Societies and communities are not homogeneous. They are made up of people with diverse values and different interests in using natural resources. This community heterogeneity presents challenges for natural resource management and conservation. The fact that some values and uses are mutually exclusive leads - naturally - to natural resources management controversies and conflicts. Behaviors that benefit some people in the community may hurt other people, the community as a whole, or future generations.
The ethical dilemmas of conservation are often complicated. People alive today (including local, national, and international actors), future generations of humans, and nonhuman species all have an interest or a stake in conservation and natural resources management. Given sometimes mutually exclusive options and high levels of scientific uncertainty, the ethical questions are not simple and cannot be simplified. Successful conservation requires integrating the values and interests of a range of human stakeholders and actors - not to mention the nonhuman stakeholders. These people vary widely in political and economic power, options, and level of interest in a place and its resources. Human stakeholders in African conservation range, for example, from rural Africans whose crops are routinely damaged by elephants to urban Europeans and North Americans who are entertained and inspired by elephants, which most of them experience only indirectly on television or in zoos.

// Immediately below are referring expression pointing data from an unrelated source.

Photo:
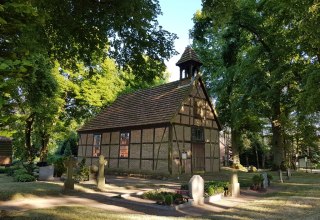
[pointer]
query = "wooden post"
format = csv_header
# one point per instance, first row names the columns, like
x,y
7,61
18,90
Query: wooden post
x,y
170,150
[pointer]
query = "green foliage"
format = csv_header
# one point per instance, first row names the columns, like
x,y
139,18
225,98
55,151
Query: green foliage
x,y
162,196
262,86
252,169
2,169
82,171
10,170
59,167
24,177
53,78
257,180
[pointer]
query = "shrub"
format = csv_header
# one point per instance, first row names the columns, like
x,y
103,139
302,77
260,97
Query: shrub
x,y
238,166
19,172
82,172
217,187
2,169
168,199
257,181
24,177
10,170
252,169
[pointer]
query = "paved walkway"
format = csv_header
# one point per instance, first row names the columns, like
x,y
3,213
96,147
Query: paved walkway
x,y
127,187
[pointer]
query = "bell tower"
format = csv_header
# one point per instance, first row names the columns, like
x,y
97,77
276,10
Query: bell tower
x,y
189,64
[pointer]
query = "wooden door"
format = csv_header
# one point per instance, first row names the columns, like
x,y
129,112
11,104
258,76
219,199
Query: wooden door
x,y
198,157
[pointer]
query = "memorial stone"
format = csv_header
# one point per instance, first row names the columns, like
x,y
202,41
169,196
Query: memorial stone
x,y
265,183
280,176
196,189
288,173
234,186
101,178
70,163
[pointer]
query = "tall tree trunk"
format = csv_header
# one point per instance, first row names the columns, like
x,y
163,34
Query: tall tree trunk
x,y
28,130
257,155
235,143
277,137
44,146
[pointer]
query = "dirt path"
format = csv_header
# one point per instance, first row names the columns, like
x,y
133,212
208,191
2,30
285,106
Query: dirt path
x,y
127,204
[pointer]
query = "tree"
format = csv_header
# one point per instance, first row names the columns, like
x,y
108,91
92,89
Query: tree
x,y
260,42
77,75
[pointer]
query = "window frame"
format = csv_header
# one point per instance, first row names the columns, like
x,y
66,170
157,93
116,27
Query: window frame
x,y
124,146
96,147
197,134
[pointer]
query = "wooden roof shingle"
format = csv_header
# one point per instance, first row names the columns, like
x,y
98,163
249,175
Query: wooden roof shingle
x,y
144,107
188,55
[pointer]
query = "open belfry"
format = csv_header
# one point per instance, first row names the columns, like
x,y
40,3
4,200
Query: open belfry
x,y
168,129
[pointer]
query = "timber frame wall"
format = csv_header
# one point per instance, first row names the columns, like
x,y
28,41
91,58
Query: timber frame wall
x,y
158,148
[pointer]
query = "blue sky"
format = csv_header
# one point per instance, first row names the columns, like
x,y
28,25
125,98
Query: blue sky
x,y
177,18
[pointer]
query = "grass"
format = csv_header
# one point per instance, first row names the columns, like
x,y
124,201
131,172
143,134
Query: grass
x,y
10,190
297,198
80,212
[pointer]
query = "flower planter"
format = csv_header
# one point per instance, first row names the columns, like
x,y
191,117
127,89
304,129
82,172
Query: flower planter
x,y
214,198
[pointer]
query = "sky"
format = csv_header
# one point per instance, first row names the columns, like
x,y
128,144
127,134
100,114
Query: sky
x,y
177,18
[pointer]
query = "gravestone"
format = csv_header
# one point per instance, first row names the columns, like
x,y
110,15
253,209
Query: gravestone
x,y
101,178
70,163
280,176
234,186
265,183
196,189
288,173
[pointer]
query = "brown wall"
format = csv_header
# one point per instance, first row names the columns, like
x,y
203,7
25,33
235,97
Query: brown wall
x,y
183,122
152,150
148,150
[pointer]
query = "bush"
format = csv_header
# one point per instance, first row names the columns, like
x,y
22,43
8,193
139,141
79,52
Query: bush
x,y
82,172
252,169
24,177
20,172
238,166
168,199
2,169
10,170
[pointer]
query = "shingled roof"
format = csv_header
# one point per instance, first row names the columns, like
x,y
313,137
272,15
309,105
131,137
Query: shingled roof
x,y
188,55
144,107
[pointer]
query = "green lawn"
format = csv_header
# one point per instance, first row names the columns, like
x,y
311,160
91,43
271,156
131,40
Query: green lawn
x,y
297,198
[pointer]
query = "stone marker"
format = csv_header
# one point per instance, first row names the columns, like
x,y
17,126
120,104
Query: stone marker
x,y
288,173
101,178
234,186
265,183
46,173
70,163
196,189
280,176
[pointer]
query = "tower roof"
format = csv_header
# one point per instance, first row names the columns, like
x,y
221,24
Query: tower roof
x,y
188,55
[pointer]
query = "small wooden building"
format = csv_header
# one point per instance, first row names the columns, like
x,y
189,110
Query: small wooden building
x,y
5,151
171,128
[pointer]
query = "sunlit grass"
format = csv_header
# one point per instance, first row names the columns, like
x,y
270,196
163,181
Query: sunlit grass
x,y
80,212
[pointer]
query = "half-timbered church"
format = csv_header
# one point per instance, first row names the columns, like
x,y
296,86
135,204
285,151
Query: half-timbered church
x,y
168,129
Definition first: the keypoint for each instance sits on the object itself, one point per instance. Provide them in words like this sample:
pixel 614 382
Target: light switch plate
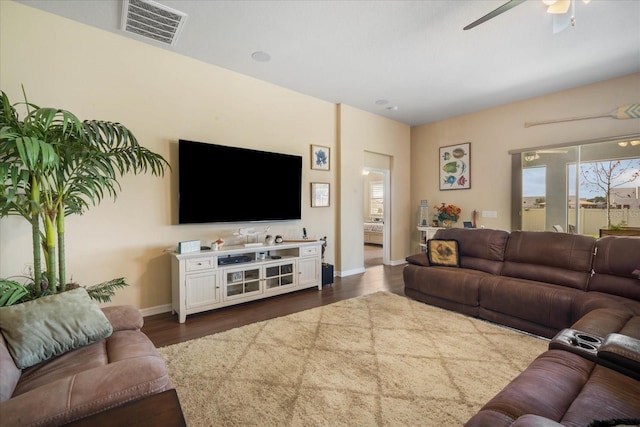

The fact that there are multiple interests and stakeholders in conservation and that they range from local people to distant outsiders cannot be ignored; it is a fact that must be dealt with.
Conservation practitioners - people who work to foster and promote sustainable natural resources management - must recognize that they themselves are, or represent, one group of stakeholders and actors. They are not neutral third parties, and they should be clear about the values they hold and bring to their work. In many cases, practitioners working for international conservation organizations based in developed countries emphasize values different from those of the local people. They often emphasize non-material uses such as scientific, educational, recreational, and existence uses, or even intrinsic value, rather than the direct material values and uses that are often the priorities of local residents. Such differences can easily become a source of misunderstanding and even conflict unless clearly articulated.
Management of human uses of the environment in a way that simultaneously meets the needs and aspirations of people alive today, that safe-guards options for future generations of humans, and that protects nonhuman species from extinction and ecosystems from destruction is an ideal to work toward. Given the diversity of competing values and uses and the high level of scientific uncertainty about biodiversity and the ecological and evolutionary mechanisms that maintain it, balancing all of these values and uses is probably an impossible dream. In some cases it may be necessary to constrain the needs and aspirations of people alive now - at local, national, or international levels - to safe-guard the rights and options of future generations or to prevent the extinction of nonhuman species. For nonhuman species, “extinction is forever.” When a species becomes extinct not only is its intrinsic value lost, but all of its fu-ture uses and option values are lost too.